In [1]:
%load_ext autoreload
%autoreload 2

In [2]:
import glob
import random

In [3]:
from annotation_formatter import AnnotationFormatter

In [4]:
# http://code.activestate.com/recipes/303060-group-a-list-into-sequential-n-tuples/
def group(lst, n):
    """group([0,3,4,10,2,3], 2) => [(0,3), (4,10), (2,3)]
    
    Group a list into consecutive n-tuples. Incomplete tuples are
    discarded e.g.
    
    >>> group(range(10), 3)
    [(0, 1, 2), (3, 4, 5), (6, 7, 8)]
    """
    return zip(*[lst[i::n] for i in range(n)]) 

In [5]:
# each file corresponds to an image
annotation_files = sorted(glob.glob("data/train/labels/*"))
annotation_files_as_pairs = list(group(annotation_files, 2))
random.Random(4).shuffle(annotation_files_as_pairs)
index = int(0.8*len(annotation_files_as_pairs))
# now create the lists
train_files = []
val_files = []
for (pre, post) in annotation_files_as_pairs[0:index]:
    train_files.append(pre)
    train_files.append(post)
for (pre, post) in annotation_files_as_pairs[index:]:
    val_files.append(pre)
    val_files.append(post)

In [6]:
print("Num train files: {}\nNum val files: {}".format(len(train_files), len(val_files)))

Num train files: 4478
Num val files: 1120


In [7]:
# create train and validation datasets for instance segmentation
train_annotation_formatter = AnnotationFormatter(instance_segmentation=True)
for filename in train_files:
    train_annotation_formatter.add_image_from_filename(filename)
train_annotation_formatter.write_to_json("xview_instance_segmentation_dataset_train.json")

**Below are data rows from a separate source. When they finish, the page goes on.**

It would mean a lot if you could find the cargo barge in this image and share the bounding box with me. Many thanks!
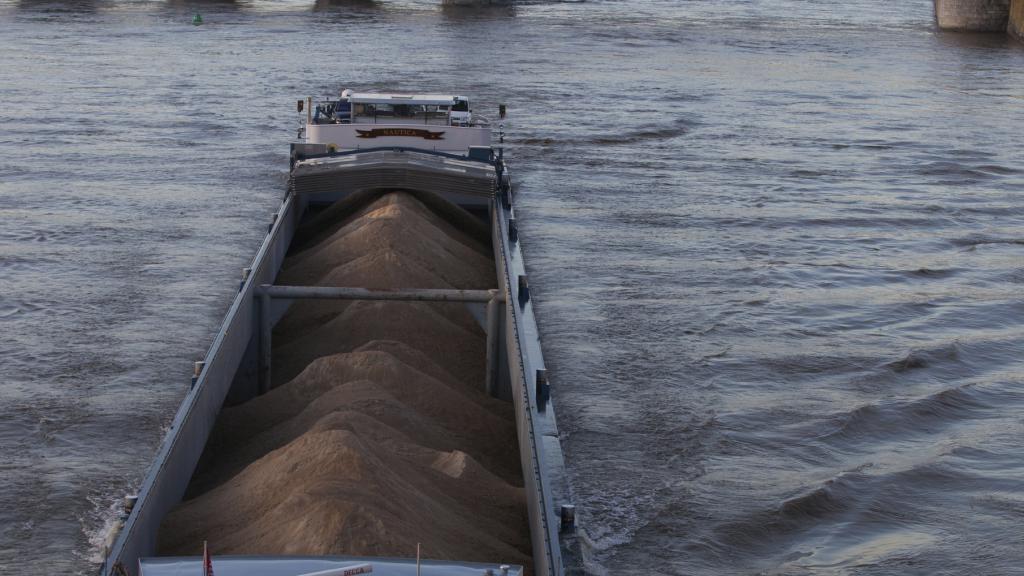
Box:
[99,92,580,576]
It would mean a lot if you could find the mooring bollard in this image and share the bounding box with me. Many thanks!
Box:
[190,360,205,388]
[239,267,252,292]
[560,503,576,531]
[535,368,549,411]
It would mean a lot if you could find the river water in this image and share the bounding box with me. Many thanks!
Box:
[1,0,1023,574]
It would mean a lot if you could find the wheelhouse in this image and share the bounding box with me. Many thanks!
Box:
[302,91,489,154]
[312,93,477,127]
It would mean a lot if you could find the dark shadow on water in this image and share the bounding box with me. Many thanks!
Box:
[928,28,1024,93]
[312,0,382,14]
[16,0,102,12]
[165,0,243,9]
[932,29,1020,50]
[161,0,244,17]
[440,1,516,21]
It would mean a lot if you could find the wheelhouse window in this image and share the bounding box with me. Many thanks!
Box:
[353,102,453,125]
[312,95,468,126]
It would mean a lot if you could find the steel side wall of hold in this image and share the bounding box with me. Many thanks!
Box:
[493,194,561,576]
[1010,0,1024,37]
[490,228,513,402]
[104,195,298,576]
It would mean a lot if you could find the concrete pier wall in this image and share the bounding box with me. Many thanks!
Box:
[934,0,1011,31]
[1010,0,1024,38]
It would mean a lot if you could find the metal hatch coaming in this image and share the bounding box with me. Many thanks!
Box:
[290,149,497,205]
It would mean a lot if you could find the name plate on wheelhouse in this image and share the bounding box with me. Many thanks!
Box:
[355,128,446,140]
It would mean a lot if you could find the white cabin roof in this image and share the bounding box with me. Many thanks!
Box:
[347,93,461,106]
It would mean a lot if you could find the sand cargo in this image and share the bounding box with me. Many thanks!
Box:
[100,93,580,576]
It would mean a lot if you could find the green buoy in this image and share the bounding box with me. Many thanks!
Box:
[192,13,203,25]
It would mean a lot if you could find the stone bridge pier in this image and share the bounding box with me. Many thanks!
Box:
[1011,0,1024,37]
[934,0,1024,38]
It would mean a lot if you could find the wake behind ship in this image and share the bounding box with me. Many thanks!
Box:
[99,92,581,576]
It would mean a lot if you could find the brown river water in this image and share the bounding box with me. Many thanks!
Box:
[1,0,1023,574]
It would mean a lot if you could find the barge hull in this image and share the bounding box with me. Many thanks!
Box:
[102,147,579,576]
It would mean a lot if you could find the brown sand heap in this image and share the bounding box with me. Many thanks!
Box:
[159,191,531,568]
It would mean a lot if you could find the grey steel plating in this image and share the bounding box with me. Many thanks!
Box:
[99,146,581,576]
[140,556,524,576]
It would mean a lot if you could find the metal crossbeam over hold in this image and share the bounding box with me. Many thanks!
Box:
[260,285,500,303]
[257,285,505,396]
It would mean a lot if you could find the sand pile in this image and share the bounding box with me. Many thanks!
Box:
[159,191,530,568]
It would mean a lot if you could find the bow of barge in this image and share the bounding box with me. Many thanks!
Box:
[100,92,581,576]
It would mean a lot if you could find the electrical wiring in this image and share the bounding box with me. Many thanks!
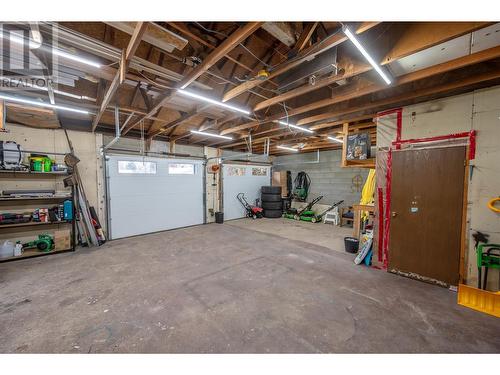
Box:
[193,22,273,68]
[281,102,297,134]
[137,72,174,90]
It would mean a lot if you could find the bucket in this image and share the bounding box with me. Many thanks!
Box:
[215,212,224,224]
[0,240,14,258]
[344,237,359,254]
[30,157,44,172]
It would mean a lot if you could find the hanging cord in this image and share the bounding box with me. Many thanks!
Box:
[140,119,145,156]
[281,102,297,134]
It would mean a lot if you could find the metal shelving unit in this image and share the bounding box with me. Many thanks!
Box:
[0,166,77,263]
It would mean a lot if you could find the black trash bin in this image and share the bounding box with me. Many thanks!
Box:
[344,237,359,254]
[215,212,224,224]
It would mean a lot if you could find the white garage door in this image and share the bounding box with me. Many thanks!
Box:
[222,163,271,220]
[106,155,204,239]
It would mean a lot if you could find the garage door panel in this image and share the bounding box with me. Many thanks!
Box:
[106,155,204,239]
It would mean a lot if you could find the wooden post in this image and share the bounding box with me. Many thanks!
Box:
[0,100,4,131]
[341,122,349,167]
[459,146,470,284]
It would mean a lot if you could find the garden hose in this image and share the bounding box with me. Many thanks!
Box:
[487,197,500,213]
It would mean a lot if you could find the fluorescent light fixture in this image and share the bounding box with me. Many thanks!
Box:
[0,93,89,114]
[178,89,250,115]
[277,145,299,152]
[278,120,314,134]
[327,136,343,143]
[190,130,232,140]
[1,32,101,68]
[343,26,392,85]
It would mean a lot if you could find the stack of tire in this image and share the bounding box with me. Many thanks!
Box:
[261,186,282,218]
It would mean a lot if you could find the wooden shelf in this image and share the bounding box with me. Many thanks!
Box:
[342,158,376,169]
[0,195,72,202]
[0,247,72,263]
[0,170,69,176]
[0,221,71,229]
[0,158,77,262]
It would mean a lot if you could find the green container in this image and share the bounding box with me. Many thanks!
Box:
[43,158,52,172]
[30,157,44,172]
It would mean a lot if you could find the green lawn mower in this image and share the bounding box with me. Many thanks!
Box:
[297,200,344,223]
[23,234,54,252]
[284,195,323,220]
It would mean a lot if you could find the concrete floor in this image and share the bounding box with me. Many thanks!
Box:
[0,220,499,353]
[227,217,354,253]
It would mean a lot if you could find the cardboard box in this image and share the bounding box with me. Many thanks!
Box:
[54,229,71,251]
[272,171,288,197]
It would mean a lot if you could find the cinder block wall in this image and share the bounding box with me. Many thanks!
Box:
[273,150,369,206]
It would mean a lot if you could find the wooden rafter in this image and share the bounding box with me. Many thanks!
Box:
[252,22,493,113]
[167,22,258,74]
[121,22,262,136]
[221,22,379,103]
[91,22,148,132]
[221,43,500,136]
[290,22,318,55]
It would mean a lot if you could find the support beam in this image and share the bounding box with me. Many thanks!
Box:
[167,22,256,74]
[223,44,500,135]
[253,60,371,111]
[252,22,494,113]
[291,22,318,55]
[122,22,262,136]
[262,22,296,47]
[91,22,148,132]
[381,22,492,65]
[0,100,4,131]
[218,65,500,150]
[178,22,263,90]
[147,107,200,138]
[105,22,188,52]
[222,22,379,102]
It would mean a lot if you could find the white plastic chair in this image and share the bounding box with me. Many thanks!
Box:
[323,206,340,225]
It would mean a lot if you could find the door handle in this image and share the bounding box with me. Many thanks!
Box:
[392,211,398,217]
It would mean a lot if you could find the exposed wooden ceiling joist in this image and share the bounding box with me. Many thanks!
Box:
[221,43,500,136]
[121,22,263,136]
[91,22,148,131]
[105,22,188,52]
[221,22,379,103]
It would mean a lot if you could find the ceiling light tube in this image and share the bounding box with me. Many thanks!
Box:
[0,93,89,114]
[277,145,299,152]
[190,130,232,140]
[343,26,392,85]
[278,120,314,134]
[1,33,101,68]
[327,136,343,143]
[178,89,250,115]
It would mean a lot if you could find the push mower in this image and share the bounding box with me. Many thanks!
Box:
[237,193,263,219]
[283,195,323,220]
[298,200,344,223]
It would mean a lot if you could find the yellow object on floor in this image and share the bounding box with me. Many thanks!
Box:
[457,284,500,318]
[359,169,376,221]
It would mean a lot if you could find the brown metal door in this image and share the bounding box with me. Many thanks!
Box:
[389,146,466,286]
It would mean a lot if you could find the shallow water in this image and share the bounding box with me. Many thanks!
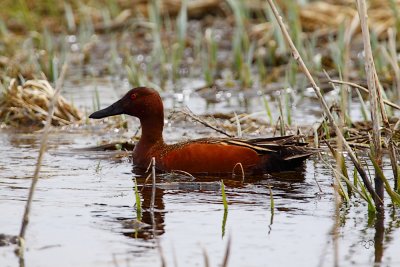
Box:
[1,77,400,267]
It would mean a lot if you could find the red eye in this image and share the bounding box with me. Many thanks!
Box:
[130,93,137,100]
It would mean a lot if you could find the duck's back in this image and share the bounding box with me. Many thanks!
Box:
[154,136,313,174]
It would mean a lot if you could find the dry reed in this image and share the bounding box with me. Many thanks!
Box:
[0,79,81,127]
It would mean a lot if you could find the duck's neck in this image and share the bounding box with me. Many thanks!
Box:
[133,94,165,160]
[139,116,164,145]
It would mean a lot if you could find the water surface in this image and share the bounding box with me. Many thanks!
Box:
[1,78,399,267]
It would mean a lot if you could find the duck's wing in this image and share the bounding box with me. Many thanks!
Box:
[201,135,314,160]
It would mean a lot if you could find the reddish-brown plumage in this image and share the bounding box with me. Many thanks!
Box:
[158,143,260,173]
[90,87,314,175]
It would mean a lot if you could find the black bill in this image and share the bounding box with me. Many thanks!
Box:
[89,100,124,119]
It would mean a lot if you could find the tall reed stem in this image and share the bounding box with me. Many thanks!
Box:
[18,62,69,255]
[266,0,383,209]
[356,0,384,210]
[150,157,156,211]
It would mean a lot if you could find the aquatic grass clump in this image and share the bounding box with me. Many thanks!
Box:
[203,28,218,86]
[227,0,254,88]
[0,79,81,127]
[265,0,399,216]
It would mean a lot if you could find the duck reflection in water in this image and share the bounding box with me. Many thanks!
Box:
[121,173,166,240]
[120,163,308,240]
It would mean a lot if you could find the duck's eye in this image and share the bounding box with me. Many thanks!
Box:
[130,93,137,100]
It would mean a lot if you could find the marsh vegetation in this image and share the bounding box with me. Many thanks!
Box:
[0,0,399,266]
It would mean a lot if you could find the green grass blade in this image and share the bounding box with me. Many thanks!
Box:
[221,180,228,238]
[369,153,400,206]
[269,186,274,225]
[262,96,273,125]
[221,180,228,211]
[134,178,142,221]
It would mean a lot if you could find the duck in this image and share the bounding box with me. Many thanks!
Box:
[89,87,314,175]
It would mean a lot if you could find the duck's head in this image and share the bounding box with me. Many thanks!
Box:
[89,87,163,120]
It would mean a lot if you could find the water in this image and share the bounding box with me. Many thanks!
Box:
[1,77,399,267]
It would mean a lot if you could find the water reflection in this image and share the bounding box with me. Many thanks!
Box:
[113,159,400,266]
[120,184,166,240]
[374,212,384,265]
[2,128,400,266]
[6,132,38,148]
[122,164,308,241]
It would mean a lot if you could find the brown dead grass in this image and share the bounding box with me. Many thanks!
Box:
[0,79,81,127]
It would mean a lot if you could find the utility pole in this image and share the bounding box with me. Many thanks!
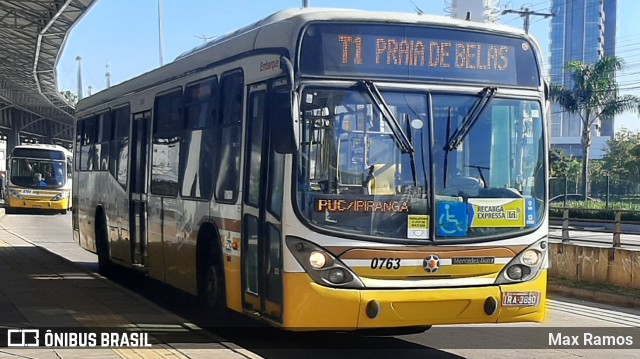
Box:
[501,7,553,34]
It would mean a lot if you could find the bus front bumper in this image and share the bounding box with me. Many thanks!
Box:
[8,196,70,211]
[282,271,547,330]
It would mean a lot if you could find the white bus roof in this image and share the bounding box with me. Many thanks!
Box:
[77,7,537,112]
[176,8,530,60]
[11,144,73,157]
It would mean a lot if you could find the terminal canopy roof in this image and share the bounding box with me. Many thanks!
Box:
[0,0,97,126]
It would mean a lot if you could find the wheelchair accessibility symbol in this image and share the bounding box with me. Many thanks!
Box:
[437,202,468,237]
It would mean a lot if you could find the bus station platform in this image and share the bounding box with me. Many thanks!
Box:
[0,209,261,359]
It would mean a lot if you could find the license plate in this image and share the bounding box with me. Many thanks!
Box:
[502,291,541,307]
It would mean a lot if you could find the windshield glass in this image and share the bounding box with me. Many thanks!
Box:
[295,86,545,241]
[296,87,430,239]
[10,158,67,188]
[432,95,545,239]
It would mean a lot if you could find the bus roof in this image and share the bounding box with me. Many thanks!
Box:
[11,143,73,157]
[76,8,539,112]
[177,7,531,60]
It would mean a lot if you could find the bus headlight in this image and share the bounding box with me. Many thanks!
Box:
[328,268,346,284]
[286,236,365,288]
[506,265,530,280]
[51,192,69,201]
[495,237,548,285]
[309,251,327,269]
[522,250,541,266]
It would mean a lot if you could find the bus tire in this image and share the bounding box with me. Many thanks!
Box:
[197,234,226,317]
[201,262,225,311]
[95,211,113,277]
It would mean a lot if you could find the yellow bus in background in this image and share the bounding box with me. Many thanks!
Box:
[6,144,73,214]
[74,8,549,331]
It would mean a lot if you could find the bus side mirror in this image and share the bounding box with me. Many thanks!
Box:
[271,88,300,154]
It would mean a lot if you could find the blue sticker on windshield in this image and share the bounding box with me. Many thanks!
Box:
[437,202,468,237]
[525,198,536,227]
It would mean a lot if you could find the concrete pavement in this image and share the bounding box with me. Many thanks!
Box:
[0,209,261,359]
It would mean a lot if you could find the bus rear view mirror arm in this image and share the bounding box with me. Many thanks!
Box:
[272,56,300,154]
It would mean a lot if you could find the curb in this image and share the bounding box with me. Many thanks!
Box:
[548,284,640,309]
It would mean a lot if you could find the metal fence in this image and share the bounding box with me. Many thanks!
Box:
[549,208,640,248]
[550,176,640,207]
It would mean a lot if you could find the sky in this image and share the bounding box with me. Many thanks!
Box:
[56,0,640,133]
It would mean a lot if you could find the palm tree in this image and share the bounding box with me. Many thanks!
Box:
[550,56,640,198]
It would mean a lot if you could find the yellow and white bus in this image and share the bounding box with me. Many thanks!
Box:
[6,144,73,214]
[73,8,549,331]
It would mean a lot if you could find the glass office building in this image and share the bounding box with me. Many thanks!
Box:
[549,0,617,158]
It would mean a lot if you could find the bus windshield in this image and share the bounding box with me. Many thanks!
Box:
[10,158,67,189]
[295,86,545,241]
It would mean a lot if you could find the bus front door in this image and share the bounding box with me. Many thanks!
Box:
[241,82,284,322]
[129,111,150,267]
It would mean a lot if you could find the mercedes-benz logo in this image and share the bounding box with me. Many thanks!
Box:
[424,254,440,273]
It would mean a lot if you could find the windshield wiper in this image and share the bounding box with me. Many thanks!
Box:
[404,113,418,186]
[444,86,497,152]
[465,164,489,188]
[361,80,414,154]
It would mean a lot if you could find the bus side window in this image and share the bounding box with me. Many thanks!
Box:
[81,116,98,171]
[75,119,84,172]
[97,110,112,172]
[181,77,218,199]
[151,89,183,197]
[113,105,130,188]
[214,70,243,203]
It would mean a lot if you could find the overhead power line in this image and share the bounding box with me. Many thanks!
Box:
[502,7,554,34]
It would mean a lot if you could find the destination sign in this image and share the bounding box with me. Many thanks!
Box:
[300,23,540,87]
[315,198,410,213]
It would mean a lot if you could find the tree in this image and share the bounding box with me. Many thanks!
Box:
[549,148,574,178]
[600,129,640,181]
[550,56,640,198]
[549,148,581,193]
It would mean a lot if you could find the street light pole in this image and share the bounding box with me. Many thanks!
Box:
[158,0,165,66]
[76,56,83,100]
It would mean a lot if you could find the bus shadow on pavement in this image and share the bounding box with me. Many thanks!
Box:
[0,243,465,358]
[103,265,465,359]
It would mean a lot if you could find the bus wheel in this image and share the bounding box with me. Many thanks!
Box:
[198,250,226,318]
[95,215,113,277]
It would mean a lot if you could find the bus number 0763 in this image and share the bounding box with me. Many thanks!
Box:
[370,258,401,270]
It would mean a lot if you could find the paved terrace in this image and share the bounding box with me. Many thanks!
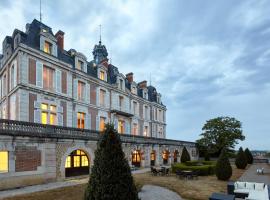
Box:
[0,119,196,147]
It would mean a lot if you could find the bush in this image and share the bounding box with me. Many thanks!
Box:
[216,149,232,181]
[235,147,248,169]
[84,124,139,200]
[181,146,191,163]
[171,162,216,176]
[244,148,253,164]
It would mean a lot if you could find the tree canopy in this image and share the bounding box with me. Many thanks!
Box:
[85,124,139,200]
[196,117,245,157]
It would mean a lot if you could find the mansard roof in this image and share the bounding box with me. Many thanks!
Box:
[0,19,164,105]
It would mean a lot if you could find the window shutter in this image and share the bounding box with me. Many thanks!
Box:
[34,101,41,123]
[67,74,72,96]
[96,87,100,106]
[125,120,130,134]
[55,69,62,93]
[86,83,90,103]
[52,44,58,57]
[86,113,91,129]
[106,90,110,108]
[57,113,63,126]
[40,37,45,51]
[34,101,41,109]
[114,118,118,131]
[125,97,129,113]
[0,78,2,99]
[36,61,43,87]
[105,72,107,82]
[14,61,17,87]
[96,115,100,131]
[73,79,78,100]
[84,62,87,73]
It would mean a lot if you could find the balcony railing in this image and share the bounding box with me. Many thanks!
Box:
[0,119,196,147]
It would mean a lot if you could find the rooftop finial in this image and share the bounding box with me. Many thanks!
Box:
[150,73,152,86]
[39,0,42,22]
[99,24,102,44]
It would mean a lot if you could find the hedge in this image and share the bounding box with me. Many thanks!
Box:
[171,163,216,176]
[185,160,216,166]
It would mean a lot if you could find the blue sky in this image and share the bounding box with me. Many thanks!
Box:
[1,0,270,150]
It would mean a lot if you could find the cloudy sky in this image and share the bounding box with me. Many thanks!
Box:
[1,0,270,150]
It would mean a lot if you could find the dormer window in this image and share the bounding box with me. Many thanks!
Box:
[99,71,105,81]
[44,41,52,54]
[120,79,123,90]
[77,60,84,71]
[131,86,136,94]
[143,90,148,99]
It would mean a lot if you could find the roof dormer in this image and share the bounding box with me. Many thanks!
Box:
[40,29,58,57]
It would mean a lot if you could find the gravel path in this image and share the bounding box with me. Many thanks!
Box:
[139,185,182,200]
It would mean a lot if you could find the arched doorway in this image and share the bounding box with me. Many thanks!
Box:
[65,149,89,177]
[150,150,156,166]
[162,150,170,165]
[132,150,141,167]
[174,150,179,163]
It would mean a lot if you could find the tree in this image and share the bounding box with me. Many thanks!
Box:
[235,147,248,169]
[216,148,232,181]
[84,124,139,200]
[196,117,245,157]
[244,148,253,164]
[181,146,191,163]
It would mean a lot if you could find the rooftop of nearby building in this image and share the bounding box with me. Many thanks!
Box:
[0,19,164,106]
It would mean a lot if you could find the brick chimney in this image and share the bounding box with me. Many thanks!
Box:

val_annotation_formatter = AnnotationFormatter(instance_segmentation=True)
for filename in val_files:
    val_annotation_formatter.add_image_from_filename(filename)
val_annotation_formatter.write_to_json("xview_instance_segmentation_dataset_val.json")

In [8]:
# the same but for semantic segmentation
train_annotation_formatter = AnnotationFormatter(instance_segmentation=False)
for filename in train_files:
    train_annotation_formatter.add_image_from_filename(filename)
train_annotation_formatter.write_to_json("xview_semantic_segmentation_dataset_train.json")

val_annotation_formatter = AnnotationFormatter(instance_segmentation=False)
for filename in val_files:
    val_annotation_formatter.add_image_from_filename(filename)
val_annotation_formatter.write_to_json("xview_semantic_segmentation_dataset_val.json")